The shootings and deaths of so many last week at Sandy Hook Elementary in Connecticut has shaken all of us to the core. I’ll offer a few brief words here (not much can be said that is necessarily “helpful”) for encouragement. My own take on this tragedy is because most of the victims were so young, it has struck us more deeply. These children were only babies a few years earlier and have not had much chance to live their lives. What’s wrong with the world? The story is told of Gilbert Keith (aka G.K.) Chesterton (b.1874-1936), a british journalist, who responded to a question put out in the local paper. The question the editors wanted readers to respond to was this, “What’s wrong with the world?” Chesterton answered, “Dear sirs, in answer to your question, “What’s wrong with the world” – I am, sincerely, G.K. Chesterton. Pithy and accurate.
What’s wrong with the world? We are. No, we didn’t pull the trigger at Sandy Hook, but I think when we look at the mess in this world, I would argue that deep inside we know the problem is, well, deep inside all of us. Adam Lanza, apparently had incredible problems, but the line of evil that he crossed that day runs in each of our hearts. I suppose very few of us would actually, thank God, cross that line and commit actual murder, but the unease we are all feeling over this, I believe in part, is a reflection that we know this world is terribly broken. It’s well known that over one hundred years ago, as we moved from the 19th to the 20th century, the new century was to be a time of great progress, of peace on earth, good-will to men. Technology and new inventions were to usher in unprecedented advances in “civilization”. Well, as we know now, the 20th century was perhaps the bloodiest century known to man. We became experts at killing and brutality, often doing it from afar with “smart” bombs, when machetes wouldn’t do. Now . . . I don’t’ know the “answer”, but as risk of being cliche and understood as arrogant and trite, I do know THE ANSWER. Michael Card, one of my favorite artists has a song titled, “Could it be”. In it, he includes a series of questions.
The lyrics are as follows: “In the ebb and flow of living as we wander through the years, We’re told to listen to a voice We can’t hear with our ears. They say to live by something That you can’t see with your eyes Is there really any purpose to this foolish exercise? Could it be you make your presence known so often by your absence? Could it be that questions tell us more than answers ever do?” Could it be that you would really rather die than live without us? Could it be the only answer that means anything is You?” In our words and in our silence, In your pride and in our shame, To the genius and the scholar, To the foolish and insane, To the ones who care to seek You, To the ones who never will, You are the only answer even still. It’s a question you can’t answer, An answer you cannot express, That the gentle Man of Sorrow, Is the source of happiness, You’ll never solve the mystery, Of this magnetic man, For you must believe to understand.”

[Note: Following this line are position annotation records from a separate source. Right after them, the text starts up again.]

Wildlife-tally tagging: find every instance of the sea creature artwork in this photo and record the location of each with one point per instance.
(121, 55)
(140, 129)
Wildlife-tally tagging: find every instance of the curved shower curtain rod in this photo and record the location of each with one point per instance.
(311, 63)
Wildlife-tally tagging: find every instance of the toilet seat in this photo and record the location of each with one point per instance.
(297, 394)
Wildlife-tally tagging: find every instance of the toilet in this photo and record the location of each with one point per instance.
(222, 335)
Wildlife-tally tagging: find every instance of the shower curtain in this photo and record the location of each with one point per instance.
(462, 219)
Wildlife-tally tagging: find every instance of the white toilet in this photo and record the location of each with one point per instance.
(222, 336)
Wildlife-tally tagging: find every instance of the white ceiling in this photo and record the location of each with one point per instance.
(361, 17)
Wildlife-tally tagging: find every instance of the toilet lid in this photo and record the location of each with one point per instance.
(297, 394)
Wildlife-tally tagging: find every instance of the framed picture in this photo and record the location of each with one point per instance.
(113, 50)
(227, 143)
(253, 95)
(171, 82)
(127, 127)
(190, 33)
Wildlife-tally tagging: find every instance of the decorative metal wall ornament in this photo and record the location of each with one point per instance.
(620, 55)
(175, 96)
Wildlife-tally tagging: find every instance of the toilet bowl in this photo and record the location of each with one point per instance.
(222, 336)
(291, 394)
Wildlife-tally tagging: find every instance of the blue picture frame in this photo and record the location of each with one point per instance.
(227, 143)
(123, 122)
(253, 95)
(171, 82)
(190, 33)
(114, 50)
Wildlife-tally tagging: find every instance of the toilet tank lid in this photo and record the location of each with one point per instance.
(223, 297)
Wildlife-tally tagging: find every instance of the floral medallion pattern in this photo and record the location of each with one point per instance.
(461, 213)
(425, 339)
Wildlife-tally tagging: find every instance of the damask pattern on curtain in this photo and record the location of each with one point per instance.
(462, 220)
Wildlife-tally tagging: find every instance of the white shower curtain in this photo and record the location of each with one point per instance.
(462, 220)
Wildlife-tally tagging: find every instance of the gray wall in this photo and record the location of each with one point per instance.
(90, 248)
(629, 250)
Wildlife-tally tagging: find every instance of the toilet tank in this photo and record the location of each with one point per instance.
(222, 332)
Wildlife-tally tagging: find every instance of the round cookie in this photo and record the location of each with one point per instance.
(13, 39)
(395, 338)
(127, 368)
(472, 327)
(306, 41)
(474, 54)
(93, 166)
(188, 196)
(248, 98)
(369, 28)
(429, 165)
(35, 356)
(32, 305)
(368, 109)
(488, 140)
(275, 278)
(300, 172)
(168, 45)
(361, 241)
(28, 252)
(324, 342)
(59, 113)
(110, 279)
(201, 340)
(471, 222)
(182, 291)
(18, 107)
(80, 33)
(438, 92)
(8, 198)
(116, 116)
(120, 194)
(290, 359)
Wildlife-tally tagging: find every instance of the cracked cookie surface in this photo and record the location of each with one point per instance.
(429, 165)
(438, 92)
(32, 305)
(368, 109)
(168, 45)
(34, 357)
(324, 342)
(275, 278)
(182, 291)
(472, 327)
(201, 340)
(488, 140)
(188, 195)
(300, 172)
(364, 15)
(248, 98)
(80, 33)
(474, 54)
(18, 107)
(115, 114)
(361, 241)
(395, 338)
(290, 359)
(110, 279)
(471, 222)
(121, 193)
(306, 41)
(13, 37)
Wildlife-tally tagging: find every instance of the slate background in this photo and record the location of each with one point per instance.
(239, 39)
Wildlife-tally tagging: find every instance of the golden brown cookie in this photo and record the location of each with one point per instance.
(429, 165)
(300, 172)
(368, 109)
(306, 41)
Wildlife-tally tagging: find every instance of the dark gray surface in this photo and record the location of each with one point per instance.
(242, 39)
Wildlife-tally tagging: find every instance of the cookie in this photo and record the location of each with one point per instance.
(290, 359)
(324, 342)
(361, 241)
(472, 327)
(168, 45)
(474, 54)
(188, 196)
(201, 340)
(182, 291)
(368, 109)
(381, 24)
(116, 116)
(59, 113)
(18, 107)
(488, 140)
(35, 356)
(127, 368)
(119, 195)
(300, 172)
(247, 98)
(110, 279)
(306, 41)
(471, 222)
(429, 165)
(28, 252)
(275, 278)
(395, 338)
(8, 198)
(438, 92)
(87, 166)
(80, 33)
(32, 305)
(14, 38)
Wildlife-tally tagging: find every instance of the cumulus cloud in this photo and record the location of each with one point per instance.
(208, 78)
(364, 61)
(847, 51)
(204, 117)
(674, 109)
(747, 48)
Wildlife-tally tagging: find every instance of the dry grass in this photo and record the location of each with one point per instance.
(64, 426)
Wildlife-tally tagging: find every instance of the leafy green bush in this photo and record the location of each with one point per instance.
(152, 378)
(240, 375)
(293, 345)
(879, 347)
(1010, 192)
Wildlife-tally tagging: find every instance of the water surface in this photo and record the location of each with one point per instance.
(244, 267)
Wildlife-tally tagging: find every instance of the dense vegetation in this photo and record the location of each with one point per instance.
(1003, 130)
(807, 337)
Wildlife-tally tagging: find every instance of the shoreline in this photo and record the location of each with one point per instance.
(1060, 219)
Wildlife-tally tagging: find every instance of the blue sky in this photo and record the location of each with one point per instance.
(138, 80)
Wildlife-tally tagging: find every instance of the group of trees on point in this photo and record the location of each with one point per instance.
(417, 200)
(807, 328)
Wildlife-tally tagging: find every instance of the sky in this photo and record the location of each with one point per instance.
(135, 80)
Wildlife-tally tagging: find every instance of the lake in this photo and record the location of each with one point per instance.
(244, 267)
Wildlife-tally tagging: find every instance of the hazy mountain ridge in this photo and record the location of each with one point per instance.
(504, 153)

Friends, family and all who weep for the children, the teachers, and even the Adam Lanza’s of this world, Jesus, the Man of Sorrows alone knows our pain. Some day, He will make it all right. Thy Kingdom come, Thy will be done on earth as it is in heaven. God, give us the grace to address the evil in our own hearts, and, as a response to the Gospel, not engage in a personal moral reformation, but to turn to You, the only one who can give new hearts. Amen.